Rich example

## Warm-up solution

We begin by expanding the brackets using the grid method.

1. $(x+5)(x+2)$
$x^2$ $+5x$
$+2x$ $+10$

Therefore $(x+5)(x+2)=x^2+7x+10$.

1. $(x-1)(2x+3)$
$2x^2$ $-2x$
$+3x$ $-3$

Therefore $(x-1)(2x+3)=2x^2+x-3$.

1. $(2x-3)(3x-2)$
$6x^2$ $-9x$
$-4x$ $+6$

Therefore $(2x-3)(3x-2)=6x^2-13x+6$.

1. $(px+r)(qx+s)$
$pqx^2$ $+rqx$
$+psx$ $+rs$

Therefore $(px+r)(qx+s)=pqx^2+rqx+psx+rs$.

#### There seem to be some common factors in some of the rows and columns

Did you notice that the heading for each row and column is a highest common factor of that row and column?

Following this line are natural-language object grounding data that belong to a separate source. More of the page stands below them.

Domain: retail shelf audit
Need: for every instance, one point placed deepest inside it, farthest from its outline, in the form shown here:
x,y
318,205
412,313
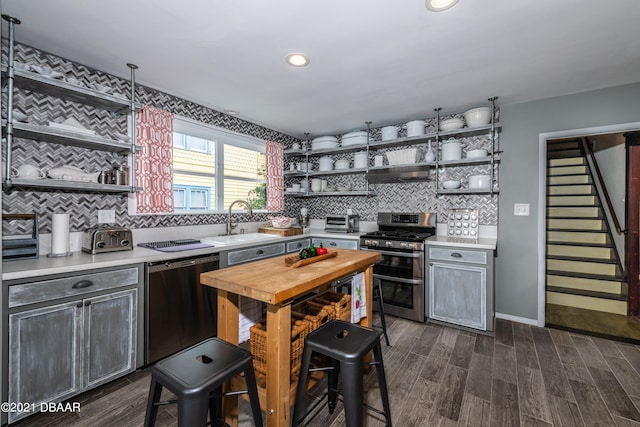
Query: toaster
x,y
107,238
342,224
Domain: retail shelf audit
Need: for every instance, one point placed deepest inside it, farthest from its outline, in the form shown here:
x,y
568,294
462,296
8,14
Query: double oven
x,y
401,271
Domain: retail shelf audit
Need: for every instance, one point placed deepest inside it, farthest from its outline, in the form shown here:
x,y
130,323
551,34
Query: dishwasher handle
x,y
181,263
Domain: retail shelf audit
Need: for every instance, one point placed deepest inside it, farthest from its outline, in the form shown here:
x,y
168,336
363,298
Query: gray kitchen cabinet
x,y
329,243
69,334
460,288
240,256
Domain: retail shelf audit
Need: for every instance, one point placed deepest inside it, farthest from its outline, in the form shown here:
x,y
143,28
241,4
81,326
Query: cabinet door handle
x,y
82,284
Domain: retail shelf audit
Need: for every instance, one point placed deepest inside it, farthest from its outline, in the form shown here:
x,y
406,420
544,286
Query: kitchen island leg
x,y
278,365
228,328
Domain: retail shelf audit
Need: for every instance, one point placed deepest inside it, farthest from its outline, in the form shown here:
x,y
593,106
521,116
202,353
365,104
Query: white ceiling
x,y
387,61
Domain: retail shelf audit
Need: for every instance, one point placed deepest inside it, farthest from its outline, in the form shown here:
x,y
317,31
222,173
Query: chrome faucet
x,y
230,226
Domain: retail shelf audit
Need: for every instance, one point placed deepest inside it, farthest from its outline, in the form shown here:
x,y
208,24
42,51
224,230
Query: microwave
x,y
342,224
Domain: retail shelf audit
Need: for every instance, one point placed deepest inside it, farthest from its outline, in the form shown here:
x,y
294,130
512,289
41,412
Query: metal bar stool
x,y
196,375
346,346
377,297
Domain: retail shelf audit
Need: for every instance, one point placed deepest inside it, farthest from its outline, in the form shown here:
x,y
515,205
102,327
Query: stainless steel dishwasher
x,y
179,310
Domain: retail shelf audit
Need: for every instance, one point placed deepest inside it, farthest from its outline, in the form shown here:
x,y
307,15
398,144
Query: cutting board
x,y
295,261
284,232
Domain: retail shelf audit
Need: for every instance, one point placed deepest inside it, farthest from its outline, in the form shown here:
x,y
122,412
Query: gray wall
x,y
516,291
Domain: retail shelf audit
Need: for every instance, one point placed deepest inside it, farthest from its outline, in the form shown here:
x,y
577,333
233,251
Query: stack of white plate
x,y
354,138
324,143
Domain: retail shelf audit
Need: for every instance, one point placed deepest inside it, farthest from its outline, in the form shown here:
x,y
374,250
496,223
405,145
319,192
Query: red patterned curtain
x,y
154,164
275,176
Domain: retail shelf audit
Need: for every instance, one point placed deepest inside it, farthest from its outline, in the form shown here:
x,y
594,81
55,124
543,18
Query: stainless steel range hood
x,y
399,174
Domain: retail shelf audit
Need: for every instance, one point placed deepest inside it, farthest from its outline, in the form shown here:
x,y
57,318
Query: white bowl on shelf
x,y
451,124
480,116
342,164
403,157
451,184
477,154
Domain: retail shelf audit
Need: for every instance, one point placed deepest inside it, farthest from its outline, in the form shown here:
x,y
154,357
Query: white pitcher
x,y
28,171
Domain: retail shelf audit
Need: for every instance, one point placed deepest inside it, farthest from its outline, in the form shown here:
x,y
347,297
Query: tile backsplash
x,y
83,207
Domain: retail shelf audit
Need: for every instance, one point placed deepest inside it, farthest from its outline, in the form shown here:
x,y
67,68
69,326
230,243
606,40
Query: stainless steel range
x,y
401,272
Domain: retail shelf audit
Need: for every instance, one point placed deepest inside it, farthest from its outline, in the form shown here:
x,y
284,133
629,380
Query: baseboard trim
x,y
525,320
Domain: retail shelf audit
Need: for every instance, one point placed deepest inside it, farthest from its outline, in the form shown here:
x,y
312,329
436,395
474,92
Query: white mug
x,y
316,185
28,171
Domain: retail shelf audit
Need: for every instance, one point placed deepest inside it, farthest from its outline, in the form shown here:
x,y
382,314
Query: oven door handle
x,y
402,254
400,280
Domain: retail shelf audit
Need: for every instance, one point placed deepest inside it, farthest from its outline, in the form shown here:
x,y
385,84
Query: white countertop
x,y
481,243
80,261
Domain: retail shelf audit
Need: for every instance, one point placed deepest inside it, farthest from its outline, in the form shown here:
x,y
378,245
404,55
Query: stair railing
x,y
587,149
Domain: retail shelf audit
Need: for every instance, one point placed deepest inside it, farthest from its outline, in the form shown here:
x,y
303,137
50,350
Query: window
x,y
213,167
190,198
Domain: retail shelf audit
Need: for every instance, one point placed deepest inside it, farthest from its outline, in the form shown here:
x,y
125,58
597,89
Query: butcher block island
x,y
276,284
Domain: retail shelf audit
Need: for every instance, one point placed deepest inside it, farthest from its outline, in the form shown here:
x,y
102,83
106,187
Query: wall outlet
x,y
106,216
521,209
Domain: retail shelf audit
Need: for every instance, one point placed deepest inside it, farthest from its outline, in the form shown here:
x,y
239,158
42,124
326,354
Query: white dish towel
x,y
358,298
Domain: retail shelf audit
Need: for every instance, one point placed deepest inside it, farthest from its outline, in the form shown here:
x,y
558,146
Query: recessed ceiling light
x,y
439,5
297,60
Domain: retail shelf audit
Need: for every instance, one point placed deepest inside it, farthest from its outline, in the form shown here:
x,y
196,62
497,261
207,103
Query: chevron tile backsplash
x,y
415,196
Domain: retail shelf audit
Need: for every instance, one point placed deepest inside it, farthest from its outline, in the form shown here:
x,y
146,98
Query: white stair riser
x,y
567,170
580,251
569,179
593,285
575,224
582,267
571,201
566,161
586,212
569,237
570,189
589,303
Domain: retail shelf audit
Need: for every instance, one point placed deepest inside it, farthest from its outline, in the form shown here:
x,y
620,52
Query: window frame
x,y
188,189
218,138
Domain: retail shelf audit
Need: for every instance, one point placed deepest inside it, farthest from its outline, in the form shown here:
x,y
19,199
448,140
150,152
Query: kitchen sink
x,y
238,238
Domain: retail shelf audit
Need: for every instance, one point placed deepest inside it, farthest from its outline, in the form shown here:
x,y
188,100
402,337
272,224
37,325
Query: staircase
x,y
583,269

For example, in question 3, $2x$ is a highest common factor (hcf) of $6x^2$ and $-4x$, $-3$ is an hcf of $-9x$ and $+6$, $3x$ is an hcf of $6x^2$ and $-9x$ and $-2$ is an hcf of $-4x$ and $+6$.

#### There seems to be some relationship between the two diagonals in each grid

Did you notice the products of the terms on the diagonals are equal to each other? For example, in question 1, one diagonal has $x^2$ and $+10$, the product of these terms is $10x^2$. The other diagonal has $+5x$ and $+2x$, the product of these terms is also $10x^2$.

The generalised form in question 4 can help explain this pattern:

• The $x^2$ and constant terms multiply to $pqx^2\times rs=pqrsx^2$.

• The other two cells (the $x$ terms) multiply to $psx\times qrx=pqrsx^2$.

So the products of the terms on the diagonals are the same.

This will help us when factorising quadratics.